Le 19 septembre, Agridea, l’USPF et d’autres partenaires organiseront une rencontre de réseautage pour les femmes dans l’agriculture à l’occasion de l’année de l’ONU. La rencontre se tiendra à Ballenberg dans le cadre de l’exposition «Femmes dans l’agriculture : hier – aujourd’hui – demain». La matinée sera placée sous le signe de l’empowerment et l’après-midi sera consacré à la visite du salon d’information et de l’exposition. L’Association des petits paysans y tiendra un stand.

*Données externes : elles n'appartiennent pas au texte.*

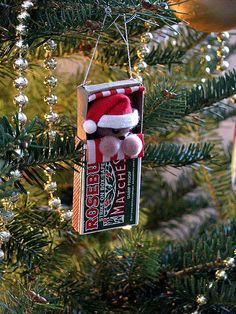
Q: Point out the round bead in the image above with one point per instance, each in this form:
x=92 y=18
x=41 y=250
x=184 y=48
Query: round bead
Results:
x=143 y=52
x=230 y=262
x=140 y=67
x=14 y=198
x=23 y=47
x=223 y=52
x=55 y=202
x=21 y=117
x=1 y=254
x=4 y=236
x=207 y=58
x=221 y=274
x=67 y=215
x=21 y=29
x=21 y=64
x=222 y=66
x=50 y=187
x=23 y=16
x=52 y=117
x=223 y=36
x=19 y=152
x=233 y=99
x=201 y=299
x=7 y=215
x=27 y=5
x=16 y=174
x=50 y=81
x=50 y=45
x=50 y=99
x=147 y=37
x=21 y=82
x=49 y=171
x=21 y=99
x=52 y=135
x=138 y=77
x=50 y=63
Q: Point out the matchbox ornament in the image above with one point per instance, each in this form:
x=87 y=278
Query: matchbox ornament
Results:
x=107 y=188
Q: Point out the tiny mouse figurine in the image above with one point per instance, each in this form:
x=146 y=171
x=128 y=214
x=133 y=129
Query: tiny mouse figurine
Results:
x=112 y=119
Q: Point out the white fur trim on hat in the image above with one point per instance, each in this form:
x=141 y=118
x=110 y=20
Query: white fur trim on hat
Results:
x=119 y=121
x=89 y=126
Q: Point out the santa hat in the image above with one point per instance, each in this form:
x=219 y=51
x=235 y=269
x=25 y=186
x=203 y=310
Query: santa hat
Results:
x=113 y=112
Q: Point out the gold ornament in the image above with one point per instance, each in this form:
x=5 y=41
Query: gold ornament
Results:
x=201 y=299
x=206 y=15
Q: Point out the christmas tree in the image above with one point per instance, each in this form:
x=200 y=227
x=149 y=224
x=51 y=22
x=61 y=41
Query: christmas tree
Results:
x=182 y=256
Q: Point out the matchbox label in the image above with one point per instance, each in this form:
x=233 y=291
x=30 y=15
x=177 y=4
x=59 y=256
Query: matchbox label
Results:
x=111 y=195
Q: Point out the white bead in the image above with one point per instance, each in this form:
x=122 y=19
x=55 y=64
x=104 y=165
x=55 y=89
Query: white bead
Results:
x=55 y=202
x=51 y=99
x=5 y=236
x=14 y=198
x=50 y=63
x=16 y=174
x=49 y=171
x=222 y=66
x=1 y=254
x=52 y=135
x=23 y=16
x=21 y=45
x=68 y=215
x=52 y=117
x=22 y=118
x=27 y=5
x=21 y=82
x=7 y=215
x=147 y=37
x=50 y=45
x=21 y=99
x=50 y=81
x=21 y=29
x=50 y=187
x=140 y=67
x=21 y=64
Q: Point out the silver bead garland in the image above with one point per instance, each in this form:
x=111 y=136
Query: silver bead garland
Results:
x=20 y=65
x=52 y=118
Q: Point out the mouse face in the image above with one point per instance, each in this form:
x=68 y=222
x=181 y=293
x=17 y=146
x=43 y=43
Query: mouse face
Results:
x=119 y=133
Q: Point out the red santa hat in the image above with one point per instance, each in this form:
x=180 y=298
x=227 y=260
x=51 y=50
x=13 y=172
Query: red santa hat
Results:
x=113 y=112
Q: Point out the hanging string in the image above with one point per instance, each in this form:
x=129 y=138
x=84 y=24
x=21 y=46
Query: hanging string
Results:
x=125 y=37
x=107 y=13
x=128 y=49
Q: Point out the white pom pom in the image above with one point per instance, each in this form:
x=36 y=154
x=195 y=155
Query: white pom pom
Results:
x=90 y=126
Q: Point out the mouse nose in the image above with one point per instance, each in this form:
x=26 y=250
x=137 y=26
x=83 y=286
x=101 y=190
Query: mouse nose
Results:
x=115 y=131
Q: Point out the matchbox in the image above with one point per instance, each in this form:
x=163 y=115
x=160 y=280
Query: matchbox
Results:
x=107 y=188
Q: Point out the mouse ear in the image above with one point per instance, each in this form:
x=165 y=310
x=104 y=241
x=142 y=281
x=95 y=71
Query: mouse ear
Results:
x=90 y=126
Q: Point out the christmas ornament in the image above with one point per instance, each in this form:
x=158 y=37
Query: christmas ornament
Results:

Les journées de l’agroécologie 2026 seront également placées sous le signe de l’Année internationale des femmes dans l’agriculture. Dans ce cadre, l’Association des petits paysans organisera un événement au sein du réseau de fermes. La proportion de cheffes d’exploitation dans le réseau de fermes des petits paysans est trois fois plus élevée que dans la moyenne suisse. Nous nous penchons donc sur la question du rôle moteur des femmes dans l’évolution de l’agriculture. Des détails suivront sur nos canaux sociaux.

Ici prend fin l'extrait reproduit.